16 yaşında bir kızın çürümüş sisteme ve kapitalist dünya'ya uyum sağlama çabalarını anlatan olağanüstü bir dram filmi.

daima 16..
daima masum..
daima lilya..

isveç sinemasının üstüne yoktur bu minvalde filmlerde
adamı kafa üstü betonun üzerine çakan filmdir. bu derece duygu ve öfke yüklendiğim çok az film olmuştu. filmi izlerken bile çok şeyi sorgularsınız. bu dünyadaki tüm lilja'lara yardım edebilmek ve onun gibileri bu hale sokanları yerin dibine gömebilmek istersiniz. sonra farkedersiniz ki, hiçbir zaman bunları gerçekleştirebilecek kadar gücünüz olmayacak. bu kahpe dünya, yine aynı seyri ile devam edecek.

bize uzak bir senaryo değildir bu filmde anlatılanlar. gerçekliğin dayanılmaz ağırlığıdır. kim bilir, günde belki kaç kez göz göze geliyoruz benzer hayatlarla...
bu filme yorum yapmaya gerek bile duymuyorum, sadece bi erkek olarak şunu söyleyebilirim; herhangi bir erkek bu filmi izledikten sonra hala o kıza karşı bir acıma hissi duymuyorsa yaşamasın daha iyidir.
mein herz brenntle başlayıp aklımı alan filmdir. izlerken hiç sıkmaz fakat canınızı acıtır. çok gerçektir ondan ki daha bir seversiniz lilja'yı. sözün özü şu ki izleyin tereddüt bile etmeden.
gece gece hayattan soğutan, yamultan film.
lukas moodysson'un son derece başarılı bir filmi. yaşanılan dünyanın aslında ne halde olduğunu oldukça dramatik bir şekilde anlatır, tokat gibi iner bu gerçek yüzümüze.
adamın amına koyan filmgillerden kendisi.

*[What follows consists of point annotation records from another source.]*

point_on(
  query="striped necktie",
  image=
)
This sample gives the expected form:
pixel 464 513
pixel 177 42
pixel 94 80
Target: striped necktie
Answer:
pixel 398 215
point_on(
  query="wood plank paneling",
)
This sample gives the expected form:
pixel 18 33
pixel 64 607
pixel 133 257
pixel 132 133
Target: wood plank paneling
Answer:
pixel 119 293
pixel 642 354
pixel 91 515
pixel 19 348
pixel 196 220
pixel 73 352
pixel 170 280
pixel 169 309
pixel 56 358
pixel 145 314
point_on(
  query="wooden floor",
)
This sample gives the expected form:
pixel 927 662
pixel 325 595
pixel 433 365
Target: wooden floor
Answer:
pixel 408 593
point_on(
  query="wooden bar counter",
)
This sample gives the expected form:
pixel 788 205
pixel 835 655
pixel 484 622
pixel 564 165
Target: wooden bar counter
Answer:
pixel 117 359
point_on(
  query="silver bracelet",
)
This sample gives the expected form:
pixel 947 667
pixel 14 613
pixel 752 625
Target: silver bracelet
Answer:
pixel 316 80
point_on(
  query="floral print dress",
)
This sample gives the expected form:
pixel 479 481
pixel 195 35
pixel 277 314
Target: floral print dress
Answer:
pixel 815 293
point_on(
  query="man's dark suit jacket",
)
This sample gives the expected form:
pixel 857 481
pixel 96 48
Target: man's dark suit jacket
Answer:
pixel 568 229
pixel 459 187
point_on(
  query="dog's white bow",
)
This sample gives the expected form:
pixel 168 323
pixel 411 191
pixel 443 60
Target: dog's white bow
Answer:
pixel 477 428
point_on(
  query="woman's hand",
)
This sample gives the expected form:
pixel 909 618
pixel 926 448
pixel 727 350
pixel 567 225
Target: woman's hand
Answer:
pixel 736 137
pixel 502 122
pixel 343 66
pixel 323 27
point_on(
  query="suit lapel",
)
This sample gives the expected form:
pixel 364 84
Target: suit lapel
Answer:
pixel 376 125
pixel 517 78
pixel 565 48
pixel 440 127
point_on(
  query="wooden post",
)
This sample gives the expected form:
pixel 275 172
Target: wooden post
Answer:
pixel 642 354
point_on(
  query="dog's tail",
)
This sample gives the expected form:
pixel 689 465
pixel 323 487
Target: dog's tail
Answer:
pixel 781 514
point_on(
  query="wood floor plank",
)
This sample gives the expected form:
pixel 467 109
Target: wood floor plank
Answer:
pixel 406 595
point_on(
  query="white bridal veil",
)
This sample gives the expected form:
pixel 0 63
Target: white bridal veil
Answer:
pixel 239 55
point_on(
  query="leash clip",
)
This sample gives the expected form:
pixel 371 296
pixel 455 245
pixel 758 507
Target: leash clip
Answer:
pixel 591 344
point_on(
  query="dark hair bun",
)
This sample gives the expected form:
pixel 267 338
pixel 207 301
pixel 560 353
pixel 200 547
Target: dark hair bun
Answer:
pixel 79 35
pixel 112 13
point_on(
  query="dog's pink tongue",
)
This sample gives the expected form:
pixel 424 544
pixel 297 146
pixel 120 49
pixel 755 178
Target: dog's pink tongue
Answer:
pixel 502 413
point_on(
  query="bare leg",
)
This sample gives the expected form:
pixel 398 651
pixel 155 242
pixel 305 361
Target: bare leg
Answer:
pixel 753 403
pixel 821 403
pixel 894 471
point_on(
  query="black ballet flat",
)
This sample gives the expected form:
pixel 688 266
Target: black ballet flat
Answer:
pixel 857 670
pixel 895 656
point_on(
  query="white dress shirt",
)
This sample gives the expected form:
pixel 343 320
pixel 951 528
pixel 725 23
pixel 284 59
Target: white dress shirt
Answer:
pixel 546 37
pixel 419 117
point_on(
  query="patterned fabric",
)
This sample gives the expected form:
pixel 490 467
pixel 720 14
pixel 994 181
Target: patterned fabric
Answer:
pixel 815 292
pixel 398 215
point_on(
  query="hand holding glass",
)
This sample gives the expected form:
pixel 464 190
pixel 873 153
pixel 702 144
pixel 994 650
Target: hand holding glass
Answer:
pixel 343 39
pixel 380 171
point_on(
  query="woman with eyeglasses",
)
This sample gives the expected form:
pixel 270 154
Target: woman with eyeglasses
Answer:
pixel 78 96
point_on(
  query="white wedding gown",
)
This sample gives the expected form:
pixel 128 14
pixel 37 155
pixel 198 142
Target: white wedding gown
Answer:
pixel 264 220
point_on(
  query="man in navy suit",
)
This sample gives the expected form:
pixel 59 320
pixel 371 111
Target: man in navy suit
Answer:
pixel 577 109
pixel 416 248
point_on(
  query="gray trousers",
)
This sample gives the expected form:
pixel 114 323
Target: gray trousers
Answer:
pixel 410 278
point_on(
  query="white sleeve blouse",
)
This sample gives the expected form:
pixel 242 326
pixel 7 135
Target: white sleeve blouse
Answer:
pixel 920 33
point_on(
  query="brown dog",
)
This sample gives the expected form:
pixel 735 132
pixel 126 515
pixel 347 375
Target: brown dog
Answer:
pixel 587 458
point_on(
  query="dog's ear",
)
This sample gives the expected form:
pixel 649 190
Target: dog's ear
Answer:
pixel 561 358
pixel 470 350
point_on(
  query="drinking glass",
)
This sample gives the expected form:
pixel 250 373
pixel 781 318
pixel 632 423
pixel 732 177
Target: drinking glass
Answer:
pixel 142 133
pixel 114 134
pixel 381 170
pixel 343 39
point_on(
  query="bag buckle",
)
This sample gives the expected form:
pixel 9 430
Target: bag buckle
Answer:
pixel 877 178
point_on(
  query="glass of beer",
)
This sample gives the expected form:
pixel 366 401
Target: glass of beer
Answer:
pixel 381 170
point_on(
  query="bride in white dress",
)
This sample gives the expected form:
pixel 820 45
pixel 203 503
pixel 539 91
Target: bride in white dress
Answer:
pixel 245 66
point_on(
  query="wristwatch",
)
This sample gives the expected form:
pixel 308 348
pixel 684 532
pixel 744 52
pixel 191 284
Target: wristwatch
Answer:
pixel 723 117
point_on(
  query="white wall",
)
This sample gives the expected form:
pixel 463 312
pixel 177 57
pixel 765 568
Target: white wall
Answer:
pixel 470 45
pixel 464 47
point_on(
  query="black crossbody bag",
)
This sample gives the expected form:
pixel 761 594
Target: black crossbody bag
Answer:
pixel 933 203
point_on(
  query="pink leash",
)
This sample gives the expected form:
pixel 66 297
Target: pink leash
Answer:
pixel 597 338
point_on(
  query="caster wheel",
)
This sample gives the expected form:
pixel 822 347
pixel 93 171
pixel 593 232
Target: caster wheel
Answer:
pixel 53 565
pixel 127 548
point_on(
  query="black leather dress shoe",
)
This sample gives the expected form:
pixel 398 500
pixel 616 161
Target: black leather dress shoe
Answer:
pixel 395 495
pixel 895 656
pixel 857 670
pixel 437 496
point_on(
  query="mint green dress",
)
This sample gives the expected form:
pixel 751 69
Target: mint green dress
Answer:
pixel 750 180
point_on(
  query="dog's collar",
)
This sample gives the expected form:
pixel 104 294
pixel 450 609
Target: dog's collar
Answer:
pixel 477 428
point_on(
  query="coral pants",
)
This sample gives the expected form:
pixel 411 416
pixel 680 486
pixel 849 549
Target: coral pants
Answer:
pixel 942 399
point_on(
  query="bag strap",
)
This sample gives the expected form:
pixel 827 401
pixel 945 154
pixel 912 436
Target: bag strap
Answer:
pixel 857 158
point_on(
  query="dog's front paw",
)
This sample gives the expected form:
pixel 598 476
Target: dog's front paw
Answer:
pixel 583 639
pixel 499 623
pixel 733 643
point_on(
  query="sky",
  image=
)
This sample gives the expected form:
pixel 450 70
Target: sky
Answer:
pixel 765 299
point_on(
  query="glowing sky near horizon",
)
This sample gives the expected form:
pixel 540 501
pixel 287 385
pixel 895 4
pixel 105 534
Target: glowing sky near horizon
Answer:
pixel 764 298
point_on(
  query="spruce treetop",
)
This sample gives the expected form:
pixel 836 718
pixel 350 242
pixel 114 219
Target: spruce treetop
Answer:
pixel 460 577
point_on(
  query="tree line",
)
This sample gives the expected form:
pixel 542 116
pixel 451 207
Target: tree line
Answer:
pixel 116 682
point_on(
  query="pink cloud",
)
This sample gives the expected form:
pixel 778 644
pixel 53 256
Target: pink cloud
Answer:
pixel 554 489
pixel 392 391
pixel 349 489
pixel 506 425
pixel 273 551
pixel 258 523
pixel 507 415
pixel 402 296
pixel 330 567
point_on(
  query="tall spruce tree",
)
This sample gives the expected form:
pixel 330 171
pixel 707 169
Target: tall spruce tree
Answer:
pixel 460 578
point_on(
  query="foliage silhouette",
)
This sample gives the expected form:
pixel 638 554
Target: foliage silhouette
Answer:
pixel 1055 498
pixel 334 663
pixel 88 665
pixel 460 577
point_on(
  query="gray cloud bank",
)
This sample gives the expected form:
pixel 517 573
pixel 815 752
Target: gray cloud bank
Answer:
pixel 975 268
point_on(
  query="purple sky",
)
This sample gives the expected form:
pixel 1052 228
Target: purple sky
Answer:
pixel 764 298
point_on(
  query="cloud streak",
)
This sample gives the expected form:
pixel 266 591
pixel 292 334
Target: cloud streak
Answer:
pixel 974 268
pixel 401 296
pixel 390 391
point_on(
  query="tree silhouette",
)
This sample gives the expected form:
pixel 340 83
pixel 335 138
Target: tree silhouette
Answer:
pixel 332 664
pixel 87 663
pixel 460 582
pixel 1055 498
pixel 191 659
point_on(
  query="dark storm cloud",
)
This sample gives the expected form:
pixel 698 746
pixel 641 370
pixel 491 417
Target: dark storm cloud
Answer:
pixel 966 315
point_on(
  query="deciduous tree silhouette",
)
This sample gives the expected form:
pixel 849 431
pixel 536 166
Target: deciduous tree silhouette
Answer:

daha 18 yaşına bile girmemiş bir kızın, fuhuşa nasıl sürüklendiği konu alır. kesinlikle izlenmeli.

ayrıca yıllar sonra rammstein dinletmiştir bana.

http://www.youtube.com/watch?v=Ddo__X2F_cI
hayattan bir kez daha soğumak istemiyorsanız izlemeyin.
Sandalyeye çivileyip etrafa bön bön bakışlar attıran film.
tadından yenmeyen bir film.
kaç senelik film daha yeni izliyorum.